Wednesday, December 4, 2013

Further Adventures in the Archives

"Any presentation of a theme of Mainz's older history, including the history of the numerous monasteries and foundations of the city, of the archbishops and their ecclesiastical and secular activities and politics, is a difficult undertaking, if it is to be earnestly worked up from the sources. How troublesome it is, to have to work with such widely-scattered materials!" --Ludwig Falck, venerable historian of Mainz

On discovering the above complaint in one of Falck's many articles, I copied it out instantly. I may yet copy it out longhand and carry it from workspace to workspace as a sort of talisman, encouraging me with the reminder that challenges I face are not necessarily the result of a lack of experience or intelligent judgment on my part. For indeed, Mainz's archival holdings are unusually scattered and depleted, despite the city's well-attested medieval prosperity. (An advantage to this is that, while Mainz was super-important in the Middle Ages, it hasn't been studied as much as most cities of comparable or even inferior size and influence. This makes a great line when pitching my project to funding committees.) Many of the depletions I knew about before coming here; some came as a surprise. Early on, I protested. "But I did consult printed articles on the archives, and the reference work with lists of all your holdings!" I lamented to one of the diocesan archivists. "That's as may be," he answered, "but unfortunately, you have made an entirely false picture to yourself of what is here." Over the course of subsequent months, I have become more resigned… but this resignation (with which I imagine many, if not most medievalists are familiar) is anything but passive.
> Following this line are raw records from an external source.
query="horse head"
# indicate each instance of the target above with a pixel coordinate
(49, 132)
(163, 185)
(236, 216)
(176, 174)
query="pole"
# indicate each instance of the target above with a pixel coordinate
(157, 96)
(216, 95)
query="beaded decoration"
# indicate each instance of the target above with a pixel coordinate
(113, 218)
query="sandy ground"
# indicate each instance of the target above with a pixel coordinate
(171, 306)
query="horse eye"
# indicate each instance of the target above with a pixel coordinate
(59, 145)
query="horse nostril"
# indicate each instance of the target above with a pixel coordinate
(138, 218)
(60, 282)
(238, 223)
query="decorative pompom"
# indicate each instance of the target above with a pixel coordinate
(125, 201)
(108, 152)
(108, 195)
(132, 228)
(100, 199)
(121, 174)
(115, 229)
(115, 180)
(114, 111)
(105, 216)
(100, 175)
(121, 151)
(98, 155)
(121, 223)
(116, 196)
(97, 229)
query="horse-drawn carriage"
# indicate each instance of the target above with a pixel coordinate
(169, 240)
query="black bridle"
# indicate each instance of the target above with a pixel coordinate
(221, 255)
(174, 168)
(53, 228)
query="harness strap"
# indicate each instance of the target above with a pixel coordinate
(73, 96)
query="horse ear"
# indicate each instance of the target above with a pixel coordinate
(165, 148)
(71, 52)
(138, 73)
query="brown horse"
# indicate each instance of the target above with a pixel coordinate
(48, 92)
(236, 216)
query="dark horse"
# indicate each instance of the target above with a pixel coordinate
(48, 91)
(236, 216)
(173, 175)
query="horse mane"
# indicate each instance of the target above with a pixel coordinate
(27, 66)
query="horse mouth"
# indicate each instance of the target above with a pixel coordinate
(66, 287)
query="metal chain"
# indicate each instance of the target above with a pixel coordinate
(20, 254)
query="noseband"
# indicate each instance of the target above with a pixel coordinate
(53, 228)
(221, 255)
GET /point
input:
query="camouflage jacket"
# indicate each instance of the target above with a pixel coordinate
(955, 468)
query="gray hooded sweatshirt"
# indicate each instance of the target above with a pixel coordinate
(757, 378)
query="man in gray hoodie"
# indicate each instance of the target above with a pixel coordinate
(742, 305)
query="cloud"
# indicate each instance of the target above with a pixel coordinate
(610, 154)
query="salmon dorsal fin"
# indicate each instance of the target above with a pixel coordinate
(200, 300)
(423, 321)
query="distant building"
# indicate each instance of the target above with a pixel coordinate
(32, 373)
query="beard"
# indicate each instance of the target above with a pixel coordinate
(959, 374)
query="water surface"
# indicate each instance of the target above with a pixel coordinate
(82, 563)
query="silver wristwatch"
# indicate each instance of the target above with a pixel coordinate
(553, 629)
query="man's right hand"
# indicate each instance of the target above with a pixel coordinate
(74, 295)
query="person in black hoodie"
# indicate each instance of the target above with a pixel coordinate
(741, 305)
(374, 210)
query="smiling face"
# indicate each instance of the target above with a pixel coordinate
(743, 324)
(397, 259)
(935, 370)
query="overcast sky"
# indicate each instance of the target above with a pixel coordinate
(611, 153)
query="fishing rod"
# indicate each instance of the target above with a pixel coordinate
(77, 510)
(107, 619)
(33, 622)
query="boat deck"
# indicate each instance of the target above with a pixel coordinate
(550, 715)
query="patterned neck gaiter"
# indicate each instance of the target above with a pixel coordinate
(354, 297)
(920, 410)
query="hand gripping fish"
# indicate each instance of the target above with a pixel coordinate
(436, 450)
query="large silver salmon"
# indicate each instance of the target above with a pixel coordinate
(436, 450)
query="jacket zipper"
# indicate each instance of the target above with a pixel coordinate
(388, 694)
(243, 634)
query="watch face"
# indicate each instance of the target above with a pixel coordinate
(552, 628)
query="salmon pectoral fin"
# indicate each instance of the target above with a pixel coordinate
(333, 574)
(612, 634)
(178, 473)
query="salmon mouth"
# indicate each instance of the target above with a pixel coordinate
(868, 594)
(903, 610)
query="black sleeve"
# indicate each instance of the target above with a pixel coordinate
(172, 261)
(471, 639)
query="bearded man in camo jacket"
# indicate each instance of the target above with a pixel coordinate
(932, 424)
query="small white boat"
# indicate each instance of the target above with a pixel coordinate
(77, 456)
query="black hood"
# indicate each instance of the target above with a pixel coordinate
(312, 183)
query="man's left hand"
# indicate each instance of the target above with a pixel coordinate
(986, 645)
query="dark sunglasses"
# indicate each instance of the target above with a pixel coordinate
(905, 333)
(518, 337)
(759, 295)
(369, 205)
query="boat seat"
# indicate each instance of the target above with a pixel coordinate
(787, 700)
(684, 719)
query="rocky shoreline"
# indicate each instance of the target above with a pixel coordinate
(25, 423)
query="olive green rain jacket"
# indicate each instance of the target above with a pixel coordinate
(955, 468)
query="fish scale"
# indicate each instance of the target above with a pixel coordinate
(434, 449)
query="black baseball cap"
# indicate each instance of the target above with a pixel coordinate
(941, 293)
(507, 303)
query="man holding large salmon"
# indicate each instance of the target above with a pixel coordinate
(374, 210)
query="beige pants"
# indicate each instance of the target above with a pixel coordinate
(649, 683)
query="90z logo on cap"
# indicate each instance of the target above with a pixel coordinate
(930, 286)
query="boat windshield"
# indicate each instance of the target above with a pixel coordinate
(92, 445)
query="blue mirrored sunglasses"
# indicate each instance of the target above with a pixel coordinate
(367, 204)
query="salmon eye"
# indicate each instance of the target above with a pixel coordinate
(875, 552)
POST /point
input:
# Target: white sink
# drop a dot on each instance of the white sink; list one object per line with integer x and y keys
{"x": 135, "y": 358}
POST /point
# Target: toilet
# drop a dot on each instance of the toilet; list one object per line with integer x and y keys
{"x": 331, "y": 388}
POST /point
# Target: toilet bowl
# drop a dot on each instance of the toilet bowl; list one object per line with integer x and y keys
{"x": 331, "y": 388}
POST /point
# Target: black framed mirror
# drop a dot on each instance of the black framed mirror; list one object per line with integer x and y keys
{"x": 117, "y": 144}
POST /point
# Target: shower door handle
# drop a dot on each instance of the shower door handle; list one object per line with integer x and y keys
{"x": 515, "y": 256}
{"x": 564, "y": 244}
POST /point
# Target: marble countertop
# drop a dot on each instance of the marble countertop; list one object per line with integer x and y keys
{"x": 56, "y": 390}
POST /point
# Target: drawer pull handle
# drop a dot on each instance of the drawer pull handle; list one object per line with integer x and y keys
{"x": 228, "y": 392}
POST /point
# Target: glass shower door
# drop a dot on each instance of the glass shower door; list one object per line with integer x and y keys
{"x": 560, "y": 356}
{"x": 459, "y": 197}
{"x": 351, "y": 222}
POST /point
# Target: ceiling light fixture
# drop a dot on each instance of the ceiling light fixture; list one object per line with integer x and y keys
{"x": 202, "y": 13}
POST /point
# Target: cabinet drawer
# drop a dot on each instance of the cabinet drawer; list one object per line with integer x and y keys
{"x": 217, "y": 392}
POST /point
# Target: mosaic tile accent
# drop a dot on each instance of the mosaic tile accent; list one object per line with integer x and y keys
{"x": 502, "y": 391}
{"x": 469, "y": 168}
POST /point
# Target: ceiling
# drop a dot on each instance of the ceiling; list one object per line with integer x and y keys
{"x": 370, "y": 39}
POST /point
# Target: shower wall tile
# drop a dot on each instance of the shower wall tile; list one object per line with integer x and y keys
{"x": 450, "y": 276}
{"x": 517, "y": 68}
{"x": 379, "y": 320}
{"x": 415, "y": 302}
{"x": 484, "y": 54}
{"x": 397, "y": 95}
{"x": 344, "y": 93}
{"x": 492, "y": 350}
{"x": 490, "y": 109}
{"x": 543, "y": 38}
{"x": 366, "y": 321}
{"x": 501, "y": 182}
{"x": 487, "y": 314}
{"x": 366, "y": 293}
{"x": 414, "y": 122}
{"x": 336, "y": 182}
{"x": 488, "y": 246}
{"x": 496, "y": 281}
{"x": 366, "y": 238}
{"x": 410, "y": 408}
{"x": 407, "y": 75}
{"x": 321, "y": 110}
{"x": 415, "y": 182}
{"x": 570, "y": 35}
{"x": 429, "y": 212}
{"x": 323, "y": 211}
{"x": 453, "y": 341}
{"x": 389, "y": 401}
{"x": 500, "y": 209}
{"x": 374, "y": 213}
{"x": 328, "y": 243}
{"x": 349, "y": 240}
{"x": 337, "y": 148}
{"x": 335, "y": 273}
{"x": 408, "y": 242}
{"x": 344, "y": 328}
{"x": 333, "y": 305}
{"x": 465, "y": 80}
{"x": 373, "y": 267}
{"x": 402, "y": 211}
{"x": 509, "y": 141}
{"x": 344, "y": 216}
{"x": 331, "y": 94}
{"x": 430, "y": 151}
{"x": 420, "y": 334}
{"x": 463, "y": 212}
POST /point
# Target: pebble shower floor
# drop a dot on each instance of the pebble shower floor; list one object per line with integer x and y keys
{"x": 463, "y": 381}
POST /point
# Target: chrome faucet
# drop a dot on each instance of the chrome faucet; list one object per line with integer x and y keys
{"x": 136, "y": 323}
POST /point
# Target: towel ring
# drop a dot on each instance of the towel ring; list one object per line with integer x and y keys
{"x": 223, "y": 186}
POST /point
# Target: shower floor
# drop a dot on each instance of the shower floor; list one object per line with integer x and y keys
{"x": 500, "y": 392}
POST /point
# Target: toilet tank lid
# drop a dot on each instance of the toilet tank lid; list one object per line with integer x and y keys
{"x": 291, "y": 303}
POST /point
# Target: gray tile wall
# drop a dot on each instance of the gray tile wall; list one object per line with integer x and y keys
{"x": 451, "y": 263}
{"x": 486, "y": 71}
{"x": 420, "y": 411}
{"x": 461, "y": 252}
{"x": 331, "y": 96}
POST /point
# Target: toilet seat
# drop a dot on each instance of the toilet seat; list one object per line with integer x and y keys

Rather, I am finding that it requires both tenacity and scholarly imagination.

"Scholarly imagination" admittedly sounds like a euphemism for making things up. I like to think of it, though, as the capacity for seeing all the documents, but seeing them slant, as it were; a persistent creativity in arranging and rearranging all relevant data. I'm also trying to keep an open mind as to what constitutes relevant data. A great deal of what I've been reading and transcribing over the past few weeks has nothing directly to do with hospitals… but it does tell me about the preoccupations of the ecclesiastical courts which were responsible for presiding over the hospitals' legal proceedings. I now have concrete evidence, for instance, that synodal and conciliar legislation was repeatedly cited in the judgments of the court. That's still far from a direct link between that legislation and the fate of my hospitals, but at least I know that these prescriptive texts were known in the public fora of Mainz, and used to support practical decisions.

In addition to practicing the art of supported speculation and the science of reading heavily-abbreviated Latin, it appears that my study of Mainz will also require more travel than my weekly jaunts to Darmstadt, where many records are housed. In addition to this conveniently proximate city and neighboring Wiesbaden, Mainz's medieval records have ended up in Würzburg, which I knew, but also in Marburg, Karlsruhe, Stuttgart, Koblenz, Vienna… and, as Falck sums it up, "many other state, communal, ecclesiastical and private archives in and outside Germany." Not all of these records, of course, will be relevant to my study. But finding out which of them are relevant may involve further adventures. Officially, there's nothing in Vienna that I need, but I was recently told by a diocesan archivist (not the pessimist of the first paragraph) that I should go look, because of the way that archiepiscopal records had been stored in a cellar in 1802. Who knew!

So now, dear readers, you know a bit more about all the excitement (ha) involving Really Old Manuscripts which occupies most of my time. The city is decorated for Advent, though, so there will be another post with pictures in the near future.